Cautionary Note Regarding Forward Looking Statements
Statements in this press release regarding the proposed sale of
NitroMed’s BiDil and BiDil XR drug business to JHP Pharmaceuticals and
the proposed merger between NitroMed and Archemix, the expected timing
and completion of those transactions, the expected ownership of the
NitroMed common stock by NitroMed and Archemix stockholders after the
closing of the proposed merger, and any other statement about NitroMed’s
management team’s future expectations, beliefs, goals, plans or
prospects, constitute forward-looking statements within the meaning of
The Private Securities Litigation Reform Act of 1995. Any statements
that are not statements of historical fact (including statements
containing the words "believes,” "plans,” "could,” "anticipates,”
"expects,” "estimates,” "plans,” "should,” "target,” "will,” "would” and
similar expressions) should also be considered to be forward-looking
statements. There are a number of important factors that could cause
actual results or events to differ materially from those indicated by
such forward-looking statements, including: the risk that NitroMed is
unable to complete the sale of its BiDil and BiDil XR drug business,
which is a condition to the closing of the merger with Archemix; the
risk that NitroMed and Archemix may not be able to complete the proposed
merger; and other risks and uncertainties more fully described in
NitroMed’s Annual Report on Form 10-K for the year ended December 31,
2007 and its Quarterly Report on Form 10-Q for the quarter ended
September 30, 2008, each as filed with the SEC, as well as the other
filings that NitroMed makes with the SEC. Investors and stockholders are
also urged to read carefully the risk factors set forth in the proxy
statement relating to the sale of the BiDil and BiDil XR business to JHP
Pharmaceuticals and set forth in the Registration Statement and the
joint proxy statement/prospectus relating to the proposed merger of
NitroMed and Archemix, when they are available.

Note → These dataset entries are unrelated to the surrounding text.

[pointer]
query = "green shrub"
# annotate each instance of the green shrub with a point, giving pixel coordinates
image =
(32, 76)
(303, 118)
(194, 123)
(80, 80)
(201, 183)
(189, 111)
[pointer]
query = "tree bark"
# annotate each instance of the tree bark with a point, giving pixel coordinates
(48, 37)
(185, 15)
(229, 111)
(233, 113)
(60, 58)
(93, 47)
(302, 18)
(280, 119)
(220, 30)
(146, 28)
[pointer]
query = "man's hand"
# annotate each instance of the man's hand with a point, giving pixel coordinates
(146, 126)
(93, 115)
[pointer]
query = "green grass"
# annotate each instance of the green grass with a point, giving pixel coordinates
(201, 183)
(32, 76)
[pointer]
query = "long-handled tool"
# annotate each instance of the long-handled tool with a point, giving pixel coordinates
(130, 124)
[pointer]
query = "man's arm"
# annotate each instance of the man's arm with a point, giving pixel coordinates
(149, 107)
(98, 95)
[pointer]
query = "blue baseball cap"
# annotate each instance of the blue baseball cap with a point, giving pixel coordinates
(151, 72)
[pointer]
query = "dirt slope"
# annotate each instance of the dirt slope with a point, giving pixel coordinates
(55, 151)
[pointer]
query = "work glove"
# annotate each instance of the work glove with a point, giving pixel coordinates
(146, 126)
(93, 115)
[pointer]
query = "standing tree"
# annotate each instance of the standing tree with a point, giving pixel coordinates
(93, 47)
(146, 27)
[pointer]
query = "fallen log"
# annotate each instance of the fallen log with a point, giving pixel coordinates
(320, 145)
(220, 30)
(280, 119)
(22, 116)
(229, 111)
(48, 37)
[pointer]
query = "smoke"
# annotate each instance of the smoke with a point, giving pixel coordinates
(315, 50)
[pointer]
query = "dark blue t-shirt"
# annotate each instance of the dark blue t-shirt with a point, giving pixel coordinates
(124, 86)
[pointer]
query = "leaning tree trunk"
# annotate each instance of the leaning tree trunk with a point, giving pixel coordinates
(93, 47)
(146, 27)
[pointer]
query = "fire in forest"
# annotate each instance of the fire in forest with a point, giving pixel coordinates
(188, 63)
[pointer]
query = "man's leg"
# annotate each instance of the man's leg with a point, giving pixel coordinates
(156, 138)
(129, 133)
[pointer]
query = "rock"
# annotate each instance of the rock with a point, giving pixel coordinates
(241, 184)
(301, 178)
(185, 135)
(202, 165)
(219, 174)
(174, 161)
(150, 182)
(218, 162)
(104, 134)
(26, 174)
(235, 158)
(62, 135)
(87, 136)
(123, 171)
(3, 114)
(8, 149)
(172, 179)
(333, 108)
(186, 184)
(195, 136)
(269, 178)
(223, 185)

In addition, the statements in this press release reflect NitroMed’s
expectations and beliefs as of the date of this release. NitroMed
anticipates that subsequent events and developments will cause its
expectations and beliefs to change. However, while NitroMed may elect to
update these forward-looking statements publicly at some point in the
future, it specifically disclaims any obligation to do so, whether as a
result of new information, future events or otherwise. These
forward-looking statements should not be relied upon as representing
NitroMed’s views as of any date after the date of this release.